Once filming began, Peter Brook largely dispensed with the script and encouraged his young cast to improvise. He shot over 60 hours of footage which was then edited down into a 90-minute film. Consequently, there is no screenplay credit.
In 1996, 35 years after the film was made, the BBC created a documentary about the making of the film called "Time Flies", which reunited the main cast and crew on the beaches of the Caribbean where it was filmed; an article written by one of the actors, Tom Gaman, mentioned that of the boys, only the one who played Ralph (James Aubrey), pursued an acting career. Others went on to have very different ones: Gaman became a freelance forester in Inverness, California; Hugh Edwards (Piggy) became an engineer for a Russian firm; Tom Chapin became a gold mine geologist in Nevada and the twins David Surtees and Simon Surtees (Samaneric) remained together, living with their families in the UK and working as a guidance counselor and political administrator respectively. (NOTE: Contrary to Mr. Gaman's article, another of the boys besides James Aubrey, Nicholas Hammond, who played Robert, had a quite extensive film AND TV career, playing, among other roles, one of the children in The Sound of Music (1965) and the title role in TV's The Amazing Spider-Man (1977).)

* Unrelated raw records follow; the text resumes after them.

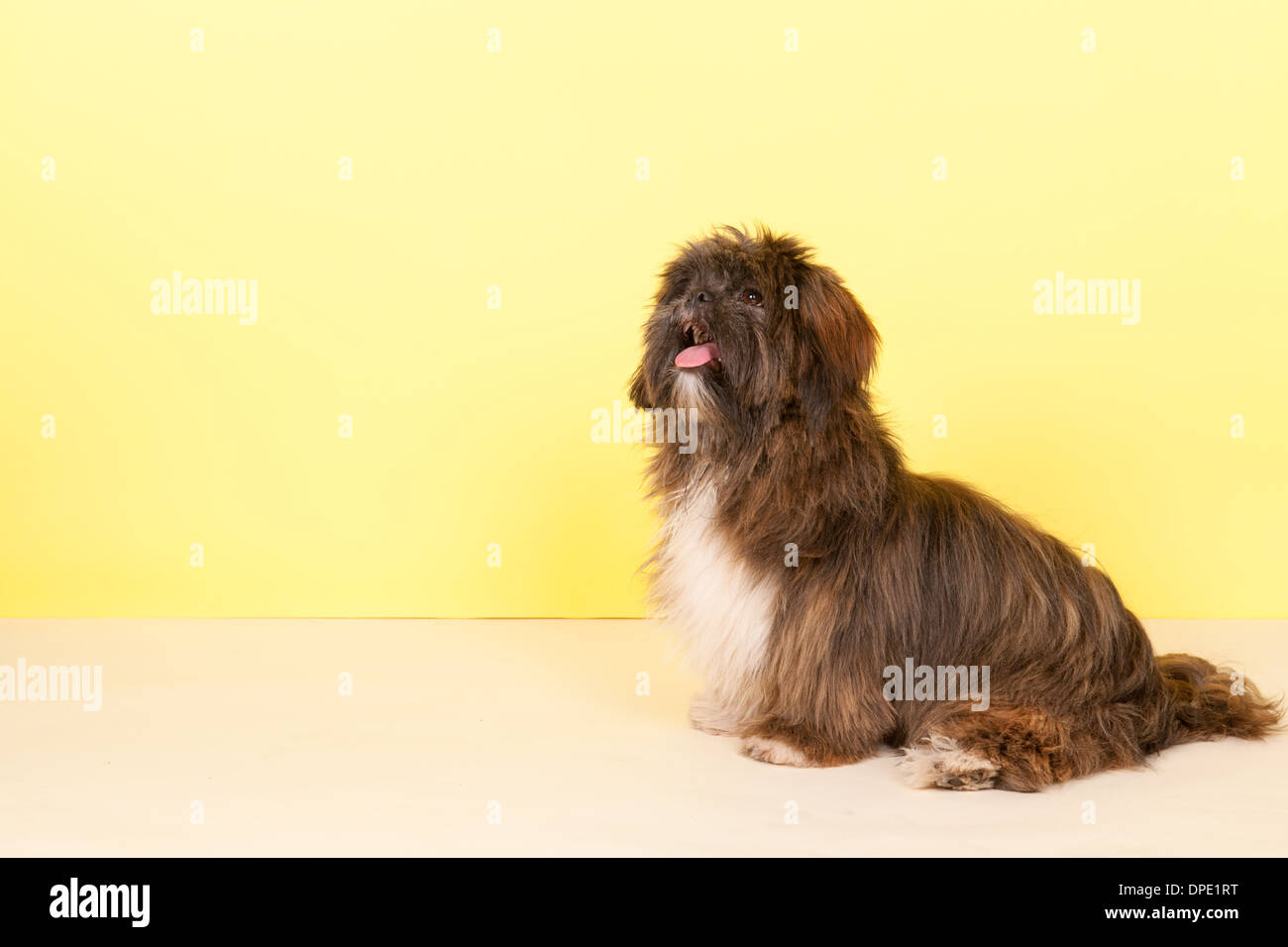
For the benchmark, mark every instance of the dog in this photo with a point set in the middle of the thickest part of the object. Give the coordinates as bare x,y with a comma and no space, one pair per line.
803,562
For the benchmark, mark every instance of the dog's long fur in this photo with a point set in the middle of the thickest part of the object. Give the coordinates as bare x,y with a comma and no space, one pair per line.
892,565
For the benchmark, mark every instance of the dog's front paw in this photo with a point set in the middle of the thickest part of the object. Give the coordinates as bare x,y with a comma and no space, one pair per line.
711,716
768,750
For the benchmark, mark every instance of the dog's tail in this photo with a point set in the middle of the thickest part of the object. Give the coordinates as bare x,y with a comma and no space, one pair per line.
1206,702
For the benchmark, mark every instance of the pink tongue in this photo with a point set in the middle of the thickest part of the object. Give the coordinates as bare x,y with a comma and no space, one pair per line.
697,355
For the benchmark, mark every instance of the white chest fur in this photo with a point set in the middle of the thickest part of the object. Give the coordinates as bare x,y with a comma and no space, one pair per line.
722,609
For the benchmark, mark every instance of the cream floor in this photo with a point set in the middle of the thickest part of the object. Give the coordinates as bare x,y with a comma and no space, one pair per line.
539,722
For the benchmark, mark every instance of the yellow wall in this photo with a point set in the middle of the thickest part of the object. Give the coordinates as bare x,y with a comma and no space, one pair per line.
518,169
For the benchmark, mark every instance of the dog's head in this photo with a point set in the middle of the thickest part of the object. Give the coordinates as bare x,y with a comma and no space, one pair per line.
748,331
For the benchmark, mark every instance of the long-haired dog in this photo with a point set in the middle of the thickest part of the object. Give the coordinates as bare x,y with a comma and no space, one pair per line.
803,561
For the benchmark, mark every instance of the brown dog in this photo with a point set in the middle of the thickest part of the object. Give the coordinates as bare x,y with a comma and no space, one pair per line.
807,569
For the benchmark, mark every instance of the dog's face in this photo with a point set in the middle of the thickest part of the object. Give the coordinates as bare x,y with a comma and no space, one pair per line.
748,331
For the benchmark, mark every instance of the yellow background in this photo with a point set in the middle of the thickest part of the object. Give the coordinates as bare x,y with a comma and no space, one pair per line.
518,169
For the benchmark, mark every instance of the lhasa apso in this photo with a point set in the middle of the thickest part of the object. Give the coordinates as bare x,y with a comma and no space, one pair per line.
812,575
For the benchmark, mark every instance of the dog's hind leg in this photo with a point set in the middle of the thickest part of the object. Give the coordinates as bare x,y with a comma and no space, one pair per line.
1020,749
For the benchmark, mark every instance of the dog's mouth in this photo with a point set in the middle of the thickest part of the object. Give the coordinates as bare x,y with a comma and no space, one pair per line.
699,348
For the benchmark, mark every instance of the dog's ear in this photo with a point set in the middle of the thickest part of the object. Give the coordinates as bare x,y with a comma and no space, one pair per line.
838,342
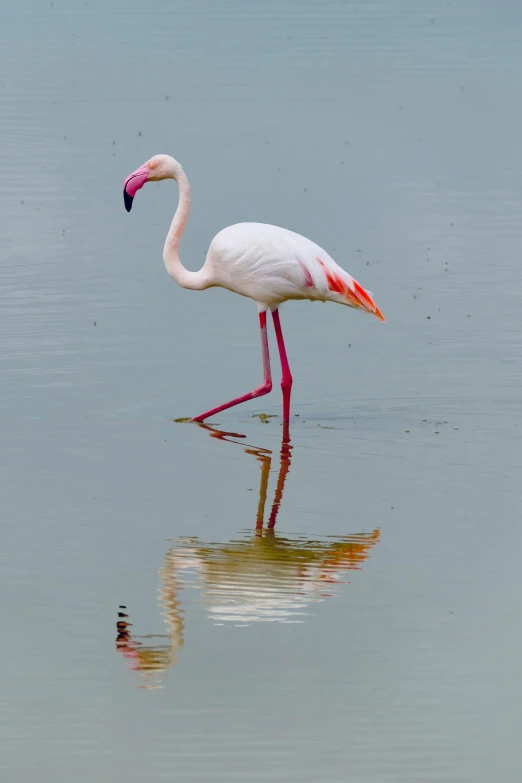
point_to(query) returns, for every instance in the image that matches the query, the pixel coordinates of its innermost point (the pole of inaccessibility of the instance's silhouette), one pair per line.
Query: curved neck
(176, 270)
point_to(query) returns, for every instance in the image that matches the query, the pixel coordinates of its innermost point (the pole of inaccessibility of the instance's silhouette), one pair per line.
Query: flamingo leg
(286, 382)
(265, 387)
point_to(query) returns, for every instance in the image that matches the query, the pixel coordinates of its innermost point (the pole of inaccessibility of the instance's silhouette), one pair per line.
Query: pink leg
(286, 382)
(265, 387)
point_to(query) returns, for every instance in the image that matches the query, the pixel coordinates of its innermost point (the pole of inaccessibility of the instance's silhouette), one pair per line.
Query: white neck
(183, 277)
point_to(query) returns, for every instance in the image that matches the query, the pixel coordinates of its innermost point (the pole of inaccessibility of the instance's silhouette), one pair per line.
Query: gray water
(373, 633)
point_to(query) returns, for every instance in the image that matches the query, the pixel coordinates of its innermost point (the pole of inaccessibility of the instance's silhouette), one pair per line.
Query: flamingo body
(271, 265)
(266, 263)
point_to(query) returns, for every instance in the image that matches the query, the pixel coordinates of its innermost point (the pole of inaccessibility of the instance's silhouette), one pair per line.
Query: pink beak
(133, 183)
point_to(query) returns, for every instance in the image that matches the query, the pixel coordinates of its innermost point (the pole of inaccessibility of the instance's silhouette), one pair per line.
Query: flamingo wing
(333, 283)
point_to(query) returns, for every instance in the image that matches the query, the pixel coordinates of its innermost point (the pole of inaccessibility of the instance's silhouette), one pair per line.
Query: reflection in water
(260, 577)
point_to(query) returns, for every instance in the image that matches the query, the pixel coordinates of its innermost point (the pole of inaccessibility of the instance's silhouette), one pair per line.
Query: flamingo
(266, 263)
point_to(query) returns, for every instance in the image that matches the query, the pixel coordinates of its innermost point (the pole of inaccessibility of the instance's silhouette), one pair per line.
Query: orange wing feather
(358, 298)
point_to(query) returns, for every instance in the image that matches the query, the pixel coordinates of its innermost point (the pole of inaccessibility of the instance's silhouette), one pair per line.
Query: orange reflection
(261, 576)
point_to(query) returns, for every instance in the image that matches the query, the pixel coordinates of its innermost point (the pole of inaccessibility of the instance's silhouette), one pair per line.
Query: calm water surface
(179, 604)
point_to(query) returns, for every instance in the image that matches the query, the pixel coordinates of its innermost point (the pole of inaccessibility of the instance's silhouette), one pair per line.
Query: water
(184, 605)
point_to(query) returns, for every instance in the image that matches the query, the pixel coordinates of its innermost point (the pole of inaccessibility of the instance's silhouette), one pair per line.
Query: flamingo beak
(133, 183)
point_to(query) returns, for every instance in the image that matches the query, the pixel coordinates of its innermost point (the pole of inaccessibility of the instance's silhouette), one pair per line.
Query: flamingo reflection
(261, 576)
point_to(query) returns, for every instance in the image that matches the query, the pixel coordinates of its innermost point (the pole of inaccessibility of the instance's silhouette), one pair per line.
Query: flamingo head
(158, 167)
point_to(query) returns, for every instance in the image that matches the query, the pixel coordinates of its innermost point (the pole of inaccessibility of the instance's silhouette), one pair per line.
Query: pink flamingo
(266, 263)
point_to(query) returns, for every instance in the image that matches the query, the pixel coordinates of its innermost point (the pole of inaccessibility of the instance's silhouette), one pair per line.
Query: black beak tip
(127, 200)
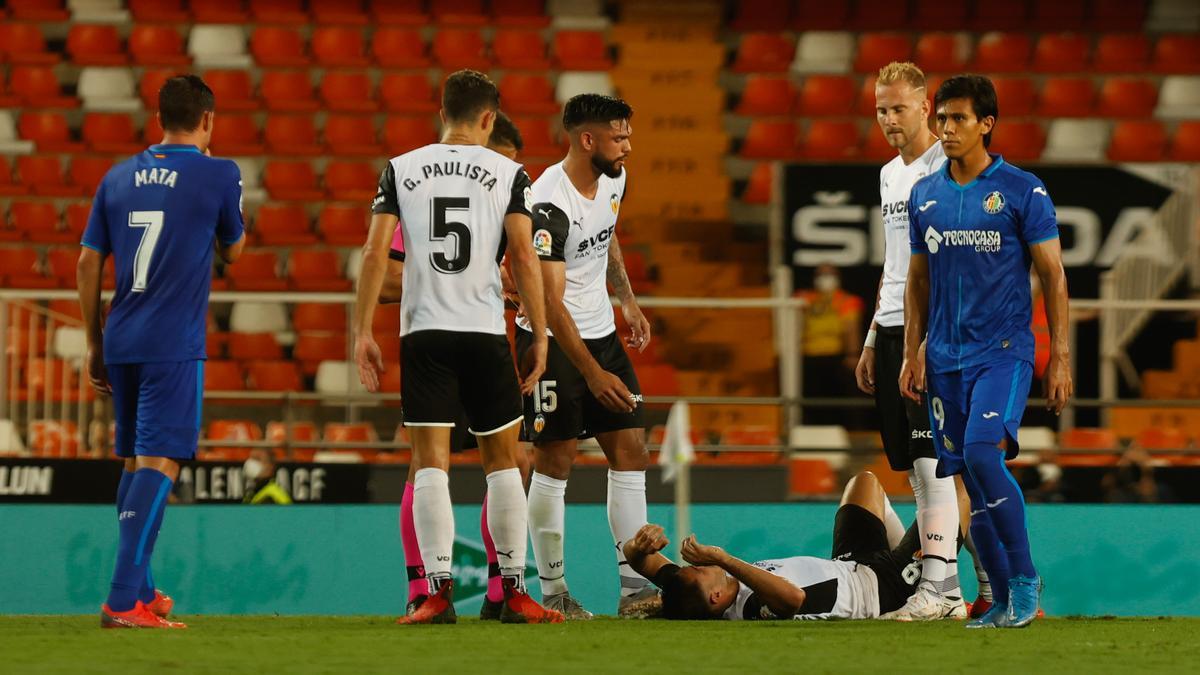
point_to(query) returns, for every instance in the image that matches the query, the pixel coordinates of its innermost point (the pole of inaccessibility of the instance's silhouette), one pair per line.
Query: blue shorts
(983, 404)
(157, 407)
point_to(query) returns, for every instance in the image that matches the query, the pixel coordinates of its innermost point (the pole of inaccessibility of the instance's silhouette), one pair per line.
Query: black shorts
(563, 407)
(447, 375)
(859, 536)
(904, 423)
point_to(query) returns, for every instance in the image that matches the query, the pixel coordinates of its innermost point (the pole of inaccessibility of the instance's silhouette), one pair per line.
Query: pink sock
(495, 589)
(417, 584)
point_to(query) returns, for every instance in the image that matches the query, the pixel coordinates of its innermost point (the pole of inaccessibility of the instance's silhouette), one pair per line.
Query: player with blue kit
(161, 215)
(975, 228)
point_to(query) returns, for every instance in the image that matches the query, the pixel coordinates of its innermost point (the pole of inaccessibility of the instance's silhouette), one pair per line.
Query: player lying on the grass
(874, 569)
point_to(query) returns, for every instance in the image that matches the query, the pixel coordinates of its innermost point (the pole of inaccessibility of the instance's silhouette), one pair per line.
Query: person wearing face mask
(261, 484)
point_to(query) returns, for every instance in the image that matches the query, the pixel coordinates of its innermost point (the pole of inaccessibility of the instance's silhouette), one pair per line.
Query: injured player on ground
(874, 568)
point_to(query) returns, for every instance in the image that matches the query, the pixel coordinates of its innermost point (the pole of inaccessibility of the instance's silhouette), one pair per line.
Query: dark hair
(467, 94)
(587, 108)
(976, 88)
(183, 101)
(505, 132)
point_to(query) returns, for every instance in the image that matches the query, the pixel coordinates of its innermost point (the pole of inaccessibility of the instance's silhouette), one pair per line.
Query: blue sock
(1005, 505)
(139, 520)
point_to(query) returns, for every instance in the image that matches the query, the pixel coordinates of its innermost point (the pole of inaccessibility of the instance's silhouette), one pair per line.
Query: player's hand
(864, 372)
(97, 375)
(640, 328)
(1059, 386)
(700, 554)
(533, 365)
(370, 360)
(611, 392)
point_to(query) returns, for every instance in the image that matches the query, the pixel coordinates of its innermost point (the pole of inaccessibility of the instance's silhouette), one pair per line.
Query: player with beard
(589, 388)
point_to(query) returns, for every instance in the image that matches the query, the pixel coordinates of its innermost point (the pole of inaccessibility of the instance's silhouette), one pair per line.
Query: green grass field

According to the filmmaker's commentary on the DVD version of this film (at 0:06:09), because of the loud noise from the sea and jungle on the beaches of the islands on which the movie was set, none of the dialogue could be recorded synchronously at the actual locations where the scenes were filmed. Instead, at the end of each day, the actors would be taken to a quiet location in the interior of the islands, where the dialogue for the scenes they had just filmed would be recorded from memory to be re-mixed, word by word, during the editing process. The one exception is the scene where Piggy tells some of the younger children how his hometown of Camberly got its name (which is also the only scene in the movie which is not based on a scene in the original book.)
The finished movie was given an X certificate by the British Board of Film Censors; none of the boys who'd appeared in it could see it in a theater on its first release.